# I WANT one, or several!!!!!



## deeker (Oct 15, 2009)




----------



## M.R. (Oct 17, 2009)

Rather see them declassified as a game animal, then they wouldn't be managed for numbers to sell more tags for.
Treat them same as a coyote. 















S.S.S.


----------



## whitemountain (Oct 17, 2009)

Dude, if you get one you gotta post pics!

I've heard those hunts can be incredibly dufficult.

Good luck!


----------



## duane9835 (Oct 17, 2009)

Definately want to see pics if your successful!!!

Wish they would open up the season here in Michigans UP.


----------



## little possum (Oct 23, 2009)

Deeker keep us updated. Good luck, and post up some pictures.


----------



## duane9835 (Oct 23, 2009)




----------



## Mossy (Oct 23, 2009)

Duane, Are you up here in the U.P.?


----------



## yooper (Oct 23, 2009)

deeker said:


>



I think that tag is reusable deeker, In fact come here and we can fill it a few times:hmm3grin2orange:


----------



## Metals406 (Oct 23, 2009)

Did you get that down in Butt (Butte) Deek, or is that someone you know here?

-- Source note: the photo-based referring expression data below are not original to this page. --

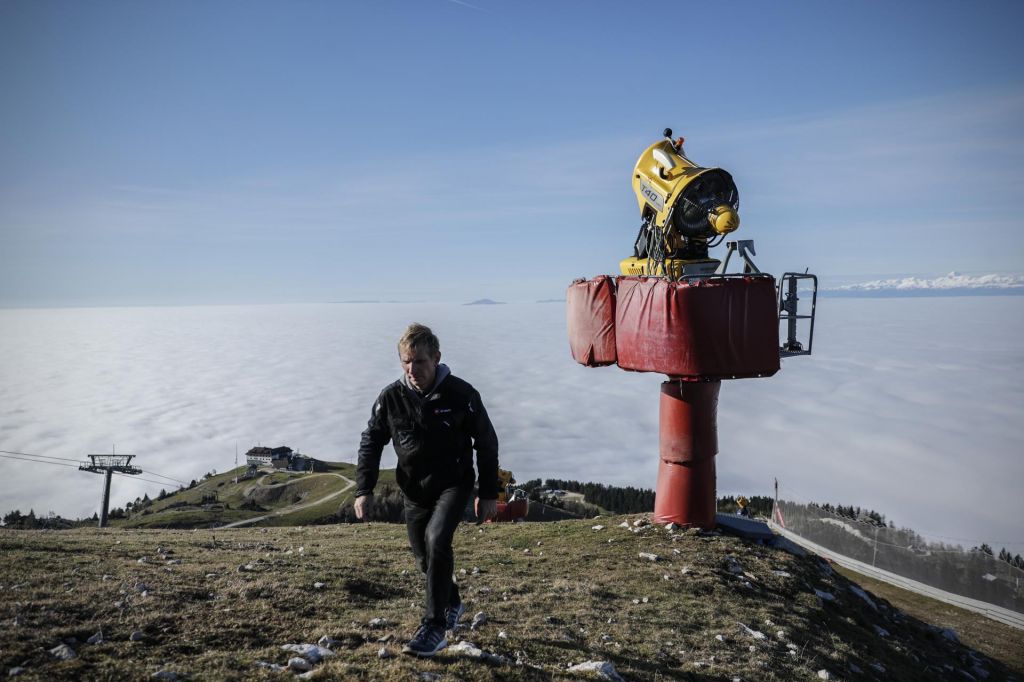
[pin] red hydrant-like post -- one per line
(688, 420)
(697, 333)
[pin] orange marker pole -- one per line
(686, 482)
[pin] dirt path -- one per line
(297, 506)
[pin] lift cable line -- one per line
(107, 465)
(77, 462)
(26, 459)
(48, 457)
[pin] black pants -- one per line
(431, 528)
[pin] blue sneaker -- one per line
(428, 640)
(453, 615)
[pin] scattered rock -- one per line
(863, 595)
(825, 596)
(62, 652)
(753, 633)
(310, 652)
(602, 669)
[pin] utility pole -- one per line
(108, 464)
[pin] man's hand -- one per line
(486, 510)
(363, 505)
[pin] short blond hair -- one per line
(419, 336)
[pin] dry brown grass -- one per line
(576, 595)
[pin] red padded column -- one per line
(686, 492)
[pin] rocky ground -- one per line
(608, 598)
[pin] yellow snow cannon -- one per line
(684, 209)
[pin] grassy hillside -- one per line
(218, 500)
(209, 605)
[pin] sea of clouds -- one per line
(908, 407)
(947, 283)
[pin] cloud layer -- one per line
(909, 407)
(948, 282)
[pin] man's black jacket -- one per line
(433, 436)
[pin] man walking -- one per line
(434, 421)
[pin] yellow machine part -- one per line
(659, 177)
(677, 266)
(505, 478)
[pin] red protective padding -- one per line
(716, 328)
(590, 313)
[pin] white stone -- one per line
(64, 652)
(756, 634)
(310, 652)
(602, 669)
(467, 649)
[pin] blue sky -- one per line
(161, 153)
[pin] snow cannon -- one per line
(677, 311)
(513, 504)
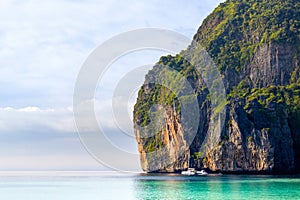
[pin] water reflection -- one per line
(215, 187)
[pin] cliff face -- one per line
(255, 46)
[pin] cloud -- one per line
(29, 118)
(42, 47)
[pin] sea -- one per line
(115, 185)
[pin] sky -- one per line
(43, 45)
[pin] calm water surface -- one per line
(94, 186)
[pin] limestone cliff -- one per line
(255, 46)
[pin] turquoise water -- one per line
(124, 186)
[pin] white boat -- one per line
(202, 172)
(189, 172)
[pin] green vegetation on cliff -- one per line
(256, 46)
(234, 31)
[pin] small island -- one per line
(255, 46)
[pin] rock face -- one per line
(256, 142)
(257, 54)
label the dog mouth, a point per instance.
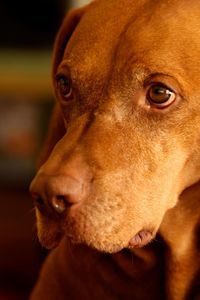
(141, 239)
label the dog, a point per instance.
(117, 193)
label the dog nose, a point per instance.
(58, 192)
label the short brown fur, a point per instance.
(143, 163)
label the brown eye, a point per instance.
(160, 96)
(64, 85)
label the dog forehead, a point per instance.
(168, 30)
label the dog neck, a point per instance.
(179, 230)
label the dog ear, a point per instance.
(56, 127)
(66, 30)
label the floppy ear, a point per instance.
(56, 127)
(66, 30)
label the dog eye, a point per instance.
(65, 86)
(160, 96)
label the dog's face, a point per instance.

I haven't seen the regs on out-of-state tags for wolves, but I know us locals went crazy buying tags.

I'm not seeing it lasting long though, as we have several jerk, enviro hosers suing to stop the hunts. . . And those fools don't even live here!

I think we need a strong wolf population in New York's Central Park, and another strong population in Kalifornia. . . Wolves like limp wristed meat too.

All the ones that rallied for wolves to be reintroduced, live in different states with *NO *wolves for Christ's sake! Why can't those idiots just go play in traffic?


----------



## duane9835 (Oct 25, 2009)

No not a Yooper. Maybe one of these days, we live in NE troll land. 
Have had a camp up in the Big Bay area for about 17 years?? I think?

The wolf's are really making themself's known up there.


----------